Providing offsets has become a major part of the international trade in arms, but there is debate over how substantive the benefits of offsets are. Questions have been raised about the accuracy of the estimated benefits to the economy (e.g., the actual value-added as compared to the purported value-added) and about what sort of linkages offsets form with the economy. This debate is of particular importance in South Africa where a large defense offset deal, on the order of $5 billion, announced in late 1998, is now taking shape in terms of the conceptualization and implementation of projects. The arms-related offset package-called the Strategic Defense Program-is one of the government’s expanding set of industrial participation projects. It includes both defense-related countertrade investment (the Defense Industrial Participation or DIP scheme) and nondefense related investment (the National Industrial Participation or NIP scheme). Both types of offsets, but especially the former, have been promoted by public and pri vate sector protagonists as a significant stimulus to industrial and developmental investment.

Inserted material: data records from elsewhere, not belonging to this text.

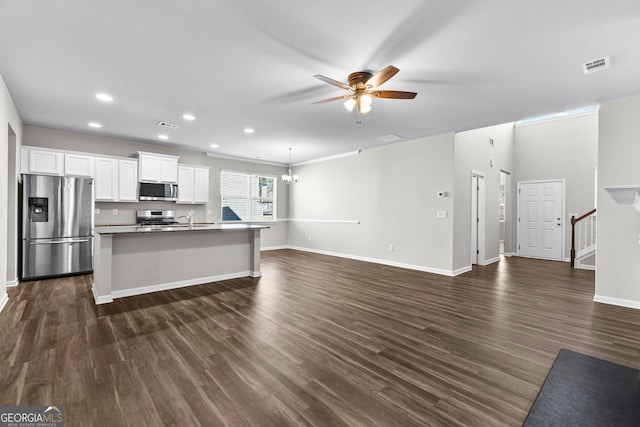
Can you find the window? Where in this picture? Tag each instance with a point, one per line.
(247, 197)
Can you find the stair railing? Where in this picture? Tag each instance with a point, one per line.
(586, 233)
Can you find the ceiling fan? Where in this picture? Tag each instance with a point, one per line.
(363, 87)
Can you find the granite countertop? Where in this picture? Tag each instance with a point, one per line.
(145, 229)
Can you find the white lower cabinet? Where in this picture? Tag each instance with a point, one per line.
(193, 185)
(116, 180)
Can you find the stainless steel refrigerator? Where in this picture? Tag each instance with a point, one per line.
(57, 225)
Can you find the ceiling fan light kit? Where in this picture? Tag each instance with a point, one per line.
(363, 86)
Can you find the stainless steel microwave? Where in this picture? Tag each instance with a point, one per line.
(153, 191)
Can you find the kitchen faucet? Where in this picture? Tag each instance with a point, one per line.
(189, 217)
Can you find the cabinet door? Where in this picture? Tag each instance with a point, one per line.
(45, 162)
(185, 184)
(168, 170)
(127, 180)
(78, 165)
(149, 168)
(106, 179)
(201, 185)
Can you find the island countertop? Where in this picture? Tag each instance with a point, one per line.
(132, 260)
(144, 229)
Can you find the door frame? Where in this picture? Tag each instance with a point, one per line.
(478, 214)
(563, 182)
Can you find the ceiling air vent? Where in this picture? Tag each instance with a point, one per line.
(168, 125)
(389, 138)
(596, 65)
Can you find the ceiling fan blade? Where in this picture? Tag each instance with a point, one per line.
(393, 94)
(333, 82)
(382, 76)
(337, 98)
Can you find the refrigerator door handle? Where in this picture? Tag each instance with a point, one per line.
(51, 242)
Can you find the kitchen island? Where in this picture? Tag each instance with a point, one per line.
(134, 260)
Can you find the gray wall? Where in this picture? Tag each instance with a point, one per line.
(565, 148)
(618, 270)
(275, 236)
(392, 191)
(10, 138)
(473, 153)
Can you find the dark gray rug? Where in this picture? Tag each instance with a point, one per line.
(581, 390)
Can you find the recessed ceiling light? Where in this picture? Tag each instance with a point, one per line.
(104, 97)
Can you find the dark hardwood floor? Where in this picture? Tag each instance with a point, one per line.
(317, 341)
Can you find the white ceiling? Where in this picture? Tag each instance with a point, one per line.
(244, 63)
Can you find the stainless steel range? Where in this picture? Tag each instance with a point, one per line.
(149, 217)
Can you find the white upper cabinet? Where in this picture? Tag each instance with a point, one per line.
(193, 184)
(105, 184)
(158, 168)
(78, 165)
(44, 162)
(127, 180)
(201, 185)
(116, 180)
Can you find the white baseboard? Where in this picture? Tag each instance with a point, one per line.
(462, 270)
(384, 262)
(4, 300)
(617, 301)
(180, 284)
(100, 300)
(492, 260)
(274, 248)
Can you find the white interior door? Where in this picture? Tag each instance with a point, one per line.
(540, 219)
(476, 251)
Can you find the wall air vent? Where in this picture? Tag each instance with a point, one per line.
(168, 125)
(596, 65)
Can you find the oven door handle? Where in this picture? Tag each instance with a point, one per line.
(53, 242)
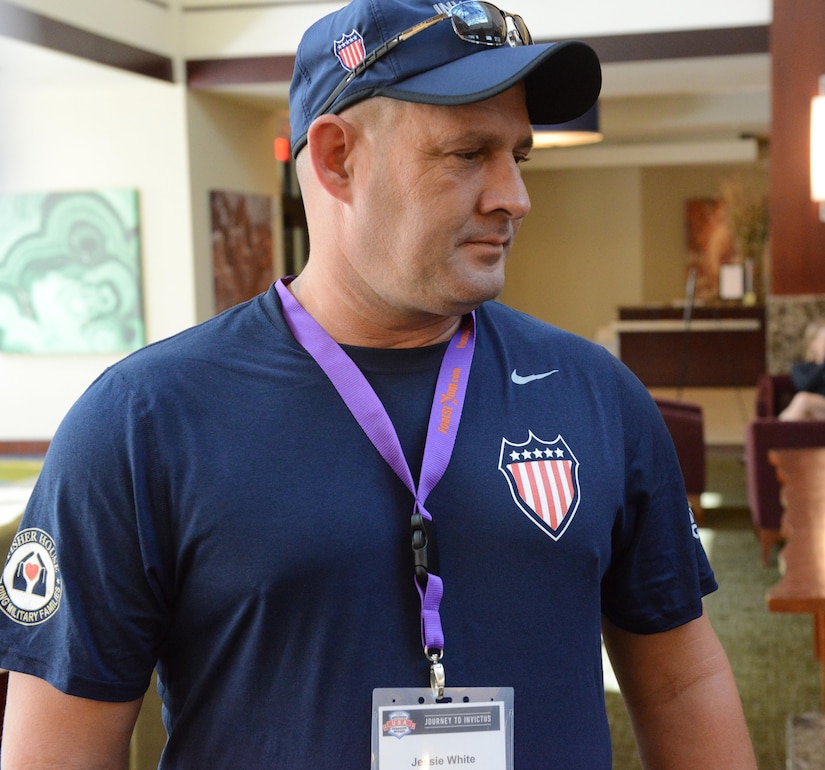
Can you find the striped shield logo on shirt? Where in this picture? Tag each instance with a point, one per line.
(544, 481)
(350, 50)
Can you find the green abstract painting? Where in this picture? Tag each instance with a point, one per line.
(70, 272)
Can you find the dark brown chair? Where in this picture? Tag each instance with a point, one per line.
(766, 432)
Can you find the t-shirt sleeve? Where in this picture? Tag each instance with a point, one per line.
(84, 591)
(659, 571)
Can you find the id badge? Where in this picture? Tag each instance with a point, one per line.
(470, 727)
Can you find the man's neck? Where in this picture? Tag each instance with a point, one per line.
(352, 323)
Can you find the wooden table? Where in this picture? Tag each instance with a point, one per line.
(802, 586)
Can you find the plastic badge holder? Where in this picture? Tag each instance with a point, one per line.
(470, 727)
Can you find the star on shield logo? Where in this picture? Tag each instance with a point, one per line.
(544, 481)
(350, 50)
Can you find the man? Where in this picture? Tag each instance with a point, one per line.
(252, 504)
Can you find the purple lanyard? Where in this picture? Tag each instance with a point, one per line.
(445, 416)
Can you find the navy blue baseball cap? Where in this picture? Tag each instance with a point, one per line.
(433, 65)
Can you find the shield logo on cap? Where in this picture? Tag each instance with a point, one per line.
(350, 50)
(544, 481)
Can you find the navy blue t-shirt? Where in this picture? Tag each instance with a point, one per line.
(210, 507)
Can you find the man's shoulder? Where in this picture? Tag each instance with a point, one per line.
(528, 329)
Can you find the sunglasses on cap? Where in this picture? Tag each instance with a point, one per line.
(475, 22)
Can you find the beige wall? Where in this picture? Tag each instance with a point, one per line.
(579, 251)
(173, 147)
(599, 238)
(230, 149)
(126, 136)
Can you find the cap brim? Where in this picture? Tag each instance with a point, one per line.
(563, 80)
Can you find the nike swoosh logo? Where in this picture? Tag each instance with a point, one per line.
(519, 380)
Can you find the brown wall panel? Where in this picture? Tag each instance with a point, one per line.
(797, 235)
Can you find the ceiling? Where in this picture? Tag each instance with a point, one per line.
(695, 107)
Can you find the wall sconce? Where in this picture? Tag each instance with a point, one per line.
(582, 130)
(818, 149)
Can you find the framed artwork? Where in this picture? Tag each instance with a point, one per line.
(70, 278)
(242, 255)
(708, 244)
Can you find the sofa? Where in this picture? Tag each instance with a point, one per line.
(764, 433)
(685, 421)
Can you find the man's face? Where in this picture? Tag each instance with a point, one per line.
(438, 199)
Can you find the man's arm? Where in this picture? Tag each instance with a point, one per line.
(45, 728)
(681, 696)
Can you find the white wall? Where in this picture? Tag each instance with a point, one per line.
(128, 135)
(142, 23)
(214, 28)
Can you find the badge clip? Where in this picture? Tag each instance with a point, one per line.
(437, 678)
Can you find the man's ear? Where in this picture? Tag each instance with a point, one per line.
(329, 142)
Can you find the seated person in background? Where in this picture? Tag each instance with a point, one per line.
(808, 378)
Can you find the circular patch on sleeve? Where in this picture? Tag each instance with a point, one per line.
(31, 587)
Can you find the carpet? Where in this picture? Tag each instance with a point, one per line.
(772, 654)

The job creation element is also emphasized, although now less vigorously so than during the inception of the program.1 This chapter makes an original contribution to the literature in that it examines some of the purported offset-benefit issues at the regional and local levels.2 The chapter consists of three case studies, prefaced by an overview of South Africa’s regions and the relation between its regional development planning and the recent arms trade offset deal.